Expatica news

Portuguese deficit falls to 5.6% in third quarter: INE

Portugal’s public debt dropped to 5.6 percent of the nation’s output at the end of the third quarter from 6.7 percent at the same period a year earlier, data released on Friday by the national statistics institute INE showed.

Portugal has pledged to cut its deficit to 5.0 percent of gross domestic product (GDP) by the end of this year as part of a financial rescue package worth 78 billion euros ($103 billion) provided by the European Union and the International Monetary Fund.

Under terms of that plan, Lisbon has agreed to divest itself of public assets worth 5.5 billion euros, and said on Thursday that it would sell the Portuguese airport operator ANA to the French civil engineering group Vinci, for 3.08 billion euros.

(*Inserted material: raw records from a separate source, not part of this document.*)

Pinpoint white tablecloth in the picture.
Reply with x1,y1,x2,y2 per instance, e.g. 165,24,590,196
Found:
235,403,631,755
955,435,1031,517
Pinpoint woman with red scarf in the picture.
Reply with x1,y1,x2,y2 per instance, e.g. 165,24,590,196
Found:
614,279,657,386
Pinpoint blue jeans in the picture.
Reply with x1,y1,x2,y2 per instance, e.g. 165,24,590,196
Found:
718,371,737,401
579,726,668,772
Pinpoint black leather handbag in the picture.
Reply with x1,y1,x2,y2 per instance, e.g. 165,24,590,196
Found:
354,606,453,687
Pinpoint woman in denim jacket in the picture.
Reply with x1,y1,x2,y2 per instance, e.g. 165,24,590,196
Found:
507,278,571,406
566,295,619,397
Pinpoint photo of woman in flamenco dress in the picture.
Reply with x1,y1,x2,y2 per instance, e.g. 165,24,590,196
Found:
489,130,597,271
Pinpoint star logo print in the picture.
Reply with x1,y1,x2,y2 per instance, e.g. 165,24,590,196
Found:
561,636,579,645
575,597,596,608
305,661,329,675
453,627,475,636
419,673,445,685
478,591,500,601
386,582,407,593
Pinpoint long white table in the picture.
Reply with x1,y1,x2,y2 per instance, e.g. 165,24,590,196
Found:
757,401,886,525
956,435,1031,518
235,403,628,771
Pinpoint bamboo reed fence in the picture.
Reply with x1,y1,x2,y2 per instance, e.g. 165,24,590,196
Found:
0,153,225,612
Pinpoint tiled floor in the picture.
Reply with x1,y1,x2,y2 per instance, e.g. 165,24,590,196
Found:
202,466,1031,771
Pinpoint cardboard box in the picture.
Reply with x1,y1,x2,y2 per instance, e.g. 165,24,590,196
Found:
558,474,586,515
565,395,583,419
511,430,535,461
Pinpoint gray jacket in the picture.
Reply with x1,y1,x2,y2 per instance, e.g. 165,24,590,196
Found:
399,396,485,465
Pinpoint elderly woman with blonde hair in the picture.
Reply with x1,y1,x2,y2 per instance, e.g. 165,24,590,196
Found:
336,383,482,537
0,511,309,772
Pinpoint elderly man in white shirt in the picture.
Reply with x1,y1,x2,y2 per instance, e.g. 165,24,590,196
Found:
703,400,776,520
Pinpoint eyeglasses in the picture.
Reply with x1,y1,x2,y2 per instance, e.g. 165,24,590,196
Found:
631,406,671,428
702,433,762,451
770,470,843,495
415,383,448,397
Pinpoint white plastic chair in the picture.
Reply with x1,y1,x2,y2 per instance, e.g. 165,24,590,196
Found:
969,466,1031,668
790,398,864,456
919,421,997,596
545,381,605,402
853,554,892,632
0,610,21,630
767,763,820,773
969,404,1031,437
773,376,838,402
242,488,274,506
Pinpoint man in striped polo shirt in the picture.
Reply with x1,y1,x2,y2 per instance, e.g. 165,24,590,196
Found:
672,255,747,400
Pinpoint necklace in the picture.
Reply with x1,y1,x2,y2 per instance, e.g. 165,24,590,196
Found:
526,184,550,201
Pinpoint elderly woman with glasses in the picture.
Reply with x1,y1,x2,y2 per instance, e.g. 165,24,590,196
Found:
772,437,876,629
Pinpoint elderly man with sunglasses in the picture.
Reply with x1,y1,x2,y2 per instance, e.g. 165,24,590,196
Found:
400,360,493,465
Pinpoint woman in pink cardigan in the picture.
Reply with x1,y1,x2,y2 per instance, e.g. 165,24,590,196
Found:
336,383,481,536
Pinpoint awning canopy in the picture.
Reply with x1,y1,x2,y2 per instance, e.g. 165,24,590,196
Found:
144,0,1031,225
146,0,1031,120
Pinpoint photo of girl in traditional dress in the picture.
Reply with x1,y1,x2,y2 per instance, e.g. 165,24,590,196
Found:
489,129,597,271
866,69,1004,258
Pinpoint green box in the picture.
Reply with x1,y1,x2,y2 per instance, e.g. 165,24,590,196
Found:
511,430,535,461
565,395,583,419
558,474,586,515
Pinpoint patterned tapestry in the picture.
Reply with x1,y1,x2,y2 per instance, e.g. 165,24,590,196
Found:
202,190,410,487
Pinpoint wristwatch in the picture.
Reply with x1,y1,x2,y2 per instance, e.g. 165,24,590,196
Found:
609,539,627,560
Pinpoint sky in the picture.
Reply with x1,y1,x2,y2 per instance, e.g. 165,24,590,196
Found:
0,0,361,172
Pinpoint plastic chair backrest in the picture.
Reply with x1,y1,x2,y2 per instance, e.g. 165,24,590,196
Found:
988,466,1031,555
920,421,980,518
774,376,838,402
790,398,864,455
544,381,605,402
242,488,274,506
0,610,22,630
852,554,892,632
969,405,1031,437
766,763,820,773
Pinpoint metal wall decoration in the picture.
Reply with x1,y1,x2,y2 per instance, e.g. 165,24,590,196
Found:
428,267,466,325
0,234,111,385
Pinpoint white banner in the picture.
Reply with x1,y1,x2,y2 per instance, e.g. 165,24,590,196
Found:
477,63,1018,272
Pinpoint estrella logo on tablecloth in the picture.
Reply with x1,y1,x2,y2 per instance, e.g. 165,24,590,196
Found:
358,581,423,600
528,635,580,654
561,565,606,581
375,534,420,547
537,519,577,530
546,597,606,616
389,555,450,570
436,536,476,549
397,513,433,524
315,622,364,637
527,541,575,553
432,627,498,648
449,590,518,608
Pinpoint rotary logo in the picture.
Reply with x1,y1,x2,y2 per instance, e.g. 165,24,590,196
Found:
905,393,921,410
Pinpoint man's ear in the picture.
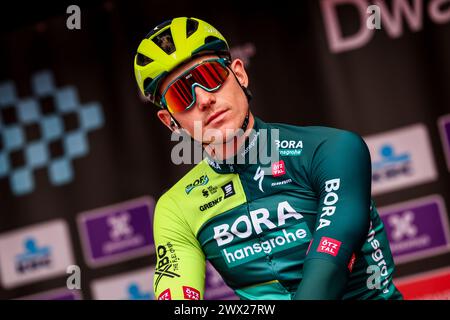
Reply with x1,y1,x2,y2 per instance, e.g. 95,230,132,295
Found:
230,58,249,88
157,109,177,132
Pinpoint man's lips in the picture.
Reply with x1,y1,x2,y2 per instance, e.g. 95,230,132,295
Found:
206,109,228,126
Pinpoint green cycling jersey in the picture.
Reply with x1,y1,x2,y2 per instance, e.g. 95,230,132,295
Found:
153,116,403,300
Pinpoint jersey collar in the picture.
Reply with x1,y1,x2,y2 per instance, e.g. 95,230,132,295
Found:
205,116,272,174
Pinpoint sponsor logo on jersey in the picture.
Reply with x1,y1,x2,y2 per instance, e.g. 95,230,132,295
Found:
348,253,356,272
212,200,312,267
214,201,304,246
271,179,292,187
317,178,341,231
306,239,313,255
154,244,180,291
275,139,303,156
317,237,341,256
221,182,236,199
272,160,286,177
202,185,218,198
366,221,390,293
158,288,172,300
182,286,201,300
253,166,265,193
185,175,209,194
199,196,223,212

Eurozone countries are bound to maintain public deficits of no more than 3.0 percent of GDP, and are supposed to work towards a balance or even a surplus in times of economic growth.

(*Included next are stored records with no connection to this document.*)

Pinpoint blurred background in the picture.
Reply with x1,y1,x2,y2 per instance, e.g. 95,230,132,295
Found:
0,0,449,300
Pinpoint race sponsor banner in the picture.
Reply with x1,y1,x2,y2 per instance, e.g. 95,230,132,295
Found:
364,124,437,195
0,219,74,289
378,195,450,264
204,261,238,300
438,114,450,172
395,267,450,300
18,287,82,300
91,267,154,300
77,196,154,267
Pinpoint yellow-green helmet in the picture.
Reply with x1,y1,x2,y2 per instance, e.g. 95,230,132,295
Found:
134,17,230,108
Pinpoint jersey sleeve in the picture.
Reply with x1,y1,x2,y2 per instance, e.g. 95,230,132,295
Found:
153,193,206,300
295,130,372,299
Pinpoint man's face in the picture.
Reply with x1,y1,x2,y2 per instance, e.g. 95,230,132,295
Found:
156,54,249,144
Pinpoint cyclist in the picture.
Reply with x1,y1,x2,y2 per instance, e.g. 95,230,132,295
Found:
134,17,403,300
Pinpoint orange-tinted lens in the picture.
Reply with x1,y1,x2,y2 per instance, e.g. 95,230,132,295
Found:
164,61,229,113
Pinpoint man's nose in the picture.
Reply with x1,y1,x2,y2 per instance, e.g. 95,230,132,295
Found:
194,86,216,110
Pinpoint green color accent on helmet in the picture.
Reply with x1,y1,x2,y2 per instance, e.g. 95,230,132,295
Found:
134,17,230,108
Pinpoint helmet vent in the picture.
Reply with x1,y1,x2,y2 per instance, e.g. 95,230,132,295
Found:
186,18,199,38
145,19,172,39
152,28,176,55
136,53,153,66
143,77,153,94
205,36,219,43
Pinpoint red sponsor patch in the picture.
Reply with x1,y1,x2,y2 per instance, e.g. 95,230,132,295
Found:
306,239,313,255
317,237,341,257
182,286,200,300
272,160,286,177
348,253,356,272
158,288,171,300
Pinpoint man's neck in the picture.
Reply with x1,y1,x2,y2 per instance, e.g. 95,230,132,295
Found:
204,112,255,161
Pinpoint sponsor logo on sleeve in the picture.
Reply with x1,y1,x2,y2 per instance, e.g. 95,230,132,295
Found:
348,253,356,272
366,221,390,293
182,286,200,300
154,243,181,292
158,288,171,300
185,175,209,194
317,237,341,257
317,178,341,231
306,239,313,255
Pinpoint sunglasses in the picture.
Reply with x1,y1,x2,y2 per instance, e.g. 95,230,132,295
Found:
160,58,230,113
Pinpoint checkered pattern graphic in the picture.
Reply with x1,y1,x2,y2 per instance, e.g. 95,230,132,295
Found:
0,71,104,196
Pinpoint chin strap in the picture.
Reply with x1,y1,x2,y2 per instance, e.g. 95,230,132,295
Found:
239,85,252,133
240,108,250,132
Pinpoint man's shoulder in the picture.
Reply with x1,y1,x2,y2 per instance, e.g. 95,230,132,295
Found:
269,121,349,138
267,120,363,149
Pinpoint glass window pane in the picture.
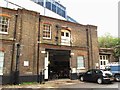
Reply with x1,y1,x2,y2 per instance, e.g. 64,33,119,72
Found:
46,1,51,10
52,4,56,13
0,16,9,33
61,32,64,36
100,56,102,59
103,56,105,60
77,56,84,68
104,61,106,65
66,32,69,37
43,24,51,39
101,61,102,65
37,0,44,6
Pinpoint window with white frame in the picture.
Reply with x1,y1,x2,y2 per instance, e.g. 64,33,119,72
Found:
99,55,109,69
0,16,9,34
43,24,51,39
61,30,71,46
77,56,85,69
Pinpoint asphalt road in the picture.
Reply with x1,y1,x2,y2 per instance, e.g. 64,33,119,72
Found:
59,81,119,89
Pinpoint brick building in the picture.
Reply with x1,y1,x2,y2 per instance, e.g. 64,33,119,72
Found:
0,7,99,84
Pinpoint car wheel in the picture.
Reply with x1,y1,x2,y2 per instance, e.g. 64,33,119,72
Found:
97,78,102,84
115,75,120,82
80,76,84,81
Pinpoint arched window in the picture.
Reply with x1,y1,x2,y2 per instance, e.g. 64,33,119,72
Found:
61,29,71,46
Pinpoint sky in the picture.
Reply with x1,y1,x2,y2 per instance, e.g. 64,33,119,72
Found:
59,0,119,37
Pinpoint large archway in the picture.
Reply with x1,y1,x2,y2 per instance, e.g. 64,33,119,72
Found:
46,49,71,80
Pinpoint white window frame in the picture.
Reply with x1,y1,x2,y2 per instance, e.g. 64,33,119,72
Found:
61,30,71,46
43,24,51,39
99,55,109,69
0,16,9,34
77,56,85,69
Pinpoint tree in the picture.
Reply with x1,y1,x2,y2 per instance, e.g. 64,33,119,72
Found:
98,33,120,60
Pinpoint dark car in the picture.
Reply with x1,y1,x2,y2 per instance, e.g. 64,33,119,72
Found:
79,69,114,84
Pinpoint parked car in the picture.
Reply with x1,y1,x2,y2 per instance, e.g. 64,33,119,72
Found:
79,69,114,84
105,62,120,82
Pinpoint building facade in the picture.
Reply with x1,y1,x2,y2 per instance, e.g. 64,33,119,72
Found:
99,48,116,69
0,7,99,84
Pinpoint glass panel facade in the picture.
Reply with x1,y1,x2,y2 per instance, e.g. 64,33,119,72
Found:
52,4,56,13
31,0,66,18
46,1,51,10
37,0,44,6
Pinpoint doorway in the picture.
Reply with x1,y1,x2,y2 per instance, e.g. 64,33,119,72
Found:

But the Portuguese recession deepened in the third quarter, when GDP declined by 0.9 percent from the previous three-month period.

The economy has been shrinking since 2011 when it contracted by 1.7 percent. The government, the IMF and the EU expect the economy to contract again, by 1.0 percent, next year.

The bank of Portugal forecasts that the economy will shrink by 1.6 percent in 2013.